Jul 30, 2021 ● By Tiffany Hinton
Gluten Free Greek Salad in a teal bowl

Photo Credit Tiffany Hinton

Summer is a season full of fresh produce, and many meals can be made directly with ingredients from the garden or a farmers’ market. The month of August is when tomatoes and cucumber are in full production in the garden, with a possible overflow of tomatoes in some areas this summer courtesy of the July rains. This salad combines the hydrating effect of cucumbers with the saltiness of olives, making this a crowd favorite for summer parties and backyard barbeques. We suggest using a vegetable spiralizer to slice the cucumber into veggies noodles to add some flair to this simple, summer Greek salad.
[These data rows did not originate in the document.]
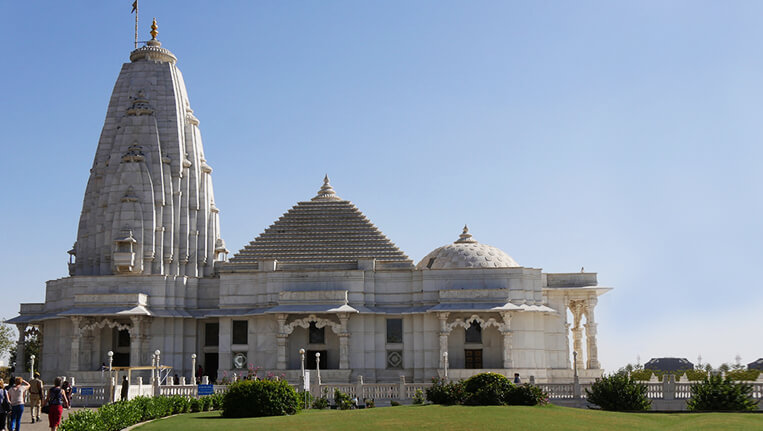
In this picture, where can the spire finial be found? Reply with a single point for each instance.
(465, 236)
(153, 30)
(326, 193)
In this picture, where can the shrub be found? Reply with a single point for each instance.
(619, 392)
(83, 420)
(642, 375)
(696, 375)
(119, 415)
(721, 394)
(443, 392)
(342, 400)
(526, 395)
(487, 389)
(255, 398)
(418, 397)
(743, 374)
(321, 403)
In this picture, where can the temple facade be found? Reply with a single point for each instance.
(149, 271)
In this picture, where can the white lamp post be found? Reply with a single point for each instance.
(445, 363)
(158, 370)
(302, 355)
(193, 368)
(111, 381)
(318, 369)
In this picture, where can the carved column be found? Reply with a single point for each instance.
(75, 338)
(136, 337)
(592, 348)
(444, 333)
(21, 350)
(577, 308)
(507, 339)
(281, 340)
(344, 342)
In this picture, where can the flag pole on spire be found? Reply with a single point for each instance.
(135, 9)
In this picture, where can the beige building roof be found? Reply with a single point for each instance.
(326, 229)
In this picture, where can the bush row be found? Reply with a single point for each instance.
(621, 392)
(485, 389)
(254, 398)
(694, 375)
(120, 415)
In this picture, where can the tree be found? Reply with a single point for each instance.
(716, 393)
(6, 338)
(32, 342)
(619, 392)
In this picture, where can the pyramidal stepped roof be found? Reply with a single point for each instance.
(326, 229)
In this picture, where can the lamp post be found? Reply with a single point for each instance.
(193, 368)
(31, 370)
(302, 355)
(304, 385)
(158, 369)
(318, 369)
(111, 381)
(445, 363)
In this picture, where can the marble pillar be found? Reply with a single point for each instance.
(21, 349)
(444, 333)
(75, 339)
(344, 342)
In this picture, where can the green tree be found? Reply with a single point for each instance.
(32, 343)
(721, 394)
(6, 338)
(619, 392)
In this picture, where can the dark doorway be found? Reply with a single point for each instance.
(211, 364)
(473, 358)
(310, 359)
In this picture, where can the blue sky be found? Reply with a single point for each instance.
(620, 136)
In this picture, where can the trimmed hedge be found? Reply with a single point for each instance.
(485, 389)
(122, 414)
(716, 393)
(255, 398)
(619, 392)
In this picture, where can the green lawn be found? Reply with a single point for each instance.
(441, 418)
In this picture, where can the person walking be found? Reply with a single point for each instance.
(35, 396)
(5, 405)
(56, 401)
(125, 388)
(16, 395)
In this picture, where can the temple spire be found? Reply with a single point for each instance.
(326, 193)
(465, 236)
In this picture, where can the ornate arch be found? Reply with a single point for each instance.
(319, 322)
(104, 323)
(482, 322)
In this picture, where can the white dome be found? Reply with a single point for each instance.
(466, 253)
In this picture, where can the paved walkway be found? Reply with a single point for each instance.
(26, 420)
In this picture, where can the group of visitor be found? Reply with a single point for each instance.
(53, 402)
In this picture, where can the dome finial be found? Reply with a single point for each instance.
(153, 30)
(326, 193)
(465, 236)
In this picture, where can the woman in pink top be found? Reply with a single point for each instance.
(16, 395)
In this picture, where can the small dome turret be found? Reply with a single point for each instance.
(466, 252)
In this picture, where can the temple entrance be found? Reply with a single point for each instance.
(310, 359)
(473, 358)
(211, 364)
(121, 343)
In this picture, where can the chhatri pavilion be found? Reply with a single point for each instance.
(150, 271)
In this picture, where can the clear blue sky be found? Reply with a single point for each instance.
(620, 136)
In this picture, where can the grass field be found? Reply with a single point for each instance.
(441, 418)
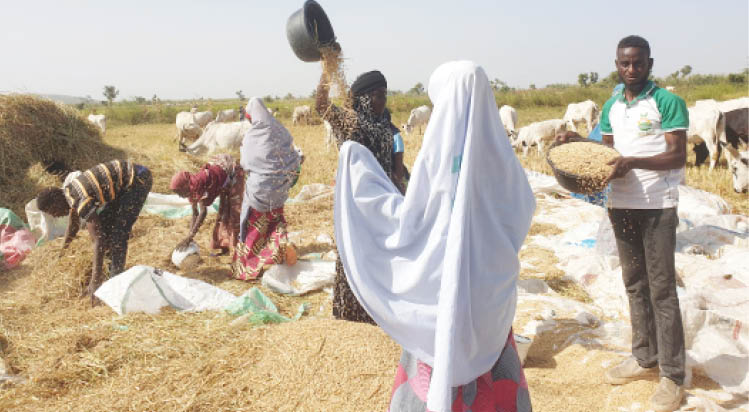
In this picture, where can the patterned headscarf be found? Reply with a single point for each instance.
(376, 128)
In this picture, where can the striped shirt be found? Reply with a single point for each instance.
(97, 186)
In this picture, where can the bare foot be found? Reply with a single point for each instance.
(290, 255)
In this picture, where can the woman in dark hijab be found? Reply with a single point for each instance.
(363, 119)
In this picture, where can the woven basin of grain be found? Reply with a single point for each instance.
(582, 166)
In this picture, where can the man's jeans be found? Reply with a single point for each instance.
(646, 239)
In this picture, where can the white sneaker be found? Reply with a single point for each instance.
(627, 371)
(667, 396)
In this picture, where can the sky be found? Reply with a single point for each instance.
(190, 49)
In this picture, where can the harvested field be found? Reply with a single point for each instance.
(79, 358)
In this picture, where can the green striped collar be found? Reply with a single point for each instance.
(646, 91)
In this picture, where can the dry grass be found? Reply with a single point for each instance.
(36, 133)
(88, 359)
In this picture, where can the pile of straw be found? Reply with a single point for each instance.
(81, 358)
(36, 133)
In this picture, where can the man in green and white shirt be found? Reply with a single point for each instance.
(647, 125)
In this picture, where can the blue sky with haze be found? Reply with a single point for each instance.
(188, 49)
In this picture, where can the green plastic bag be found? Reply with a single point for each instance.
(260, 308)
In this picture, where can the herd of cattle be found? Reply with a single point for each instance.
(713, 126)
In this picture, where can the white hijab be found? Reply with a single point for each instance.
(267, 155)
(437, 269)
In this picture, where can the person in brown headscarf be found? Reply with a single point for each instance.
(363, 119)
(222, 178)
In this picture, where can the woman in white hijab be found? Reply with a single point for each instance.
(437, 269)
(271, 163)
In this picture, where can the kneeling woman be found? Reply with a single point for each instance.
(108, 198)
(272, 165)
(437, 268)
(223, 178)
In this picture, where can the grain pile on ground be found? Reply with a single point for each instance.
(37, 135)
(587, 161)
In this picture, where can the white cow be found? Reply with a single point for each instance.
(300, 114)
(586, 111)
(219, 136)
(329, 135)
(707, 124)
(99, 120)
(540, 134)
(739, 165)
(187, 128)
(228, 115)
(202, 118)
(509, 117)
(418, 117)
(733, 104)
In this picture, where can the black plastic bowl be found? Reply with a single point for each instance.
(308, 29)
(570, 181)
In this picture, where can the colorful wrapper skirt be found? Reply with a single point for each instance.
(503, 388)
(226, 229)
(265, 244)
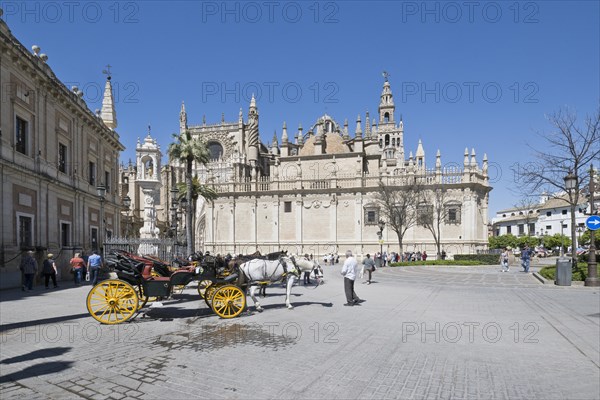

Yield: Eight ¾-cup servings

5 large cucumbers

1 cup canned garbanzo beans, drained

2 cups cherry tomatoes

1 cup raw, pitted olives

½ cup finely minced parsley

½ red onion, diced



Juice of 2 lemons

½ cup raw sesame tahini

¼ tsp pink himalayan salt

1 tsp balsamic vinegar


Spiralize the cucumber into noodles and place them in a bowl. Cut or prepare remaining salad ingredients and place in the bowl.

For the dressing, blend all of the ingredients for 30 seconds on high and pour over salad.